Mais le lit serait vide, il porterait seulement l'empreinte un peu morbide de son corps sur le drap vert comme de la mousse. Elle aurait pu lui adresser la parole afin d'en savoir plus sur sa condition de faux pli, alors que d'autres sont une tache de calcaire, ou une coulure de peinture dans l'encadrement d'une porte.

Elle s'est brossé les dents, elle a mis un peu d'eau de toilette dans ses cheveux. Elle aurait aimé se maquiller côte à côte avec une autre femme, échangeant produits et potins. Elle lui aurait raconté qu'elle s'était disputée avec sa mère, et l'autre lui aurait confié son dégoût pour son père qui l'empêchait de fermer la porte de sa chambre alors qu'elle avait déjà des seins.

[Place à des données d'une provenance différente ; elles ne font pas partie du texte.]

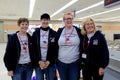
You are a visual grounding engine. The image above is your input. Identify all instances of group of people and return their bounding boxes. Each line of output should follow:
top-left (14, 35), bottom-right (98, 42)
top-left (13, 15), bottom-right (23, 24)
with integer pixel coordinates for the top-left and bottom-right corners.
top-left (4, 12), bottom-right (109, 80)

Aujourd'hui encore, chaque soir avant de s'endormir elle prenait la peine de souhaiter sa mort. D'une manière générale, elle n'aimait pas les parents quels qu'ils soient. Elle n'aurait jamais d'enfant, elle se méfiait même des objets auxquels on s'attachait et qu'on transmettait tout crasseux à sa mort. Elle se plaindrait de la piètre qualité du mascara et du miroir taché d'éclaboussures de dentifrice. Elle lui dirait qu'elle était obligée de s'en aller. Elle ne parviendrait pas à la retenir.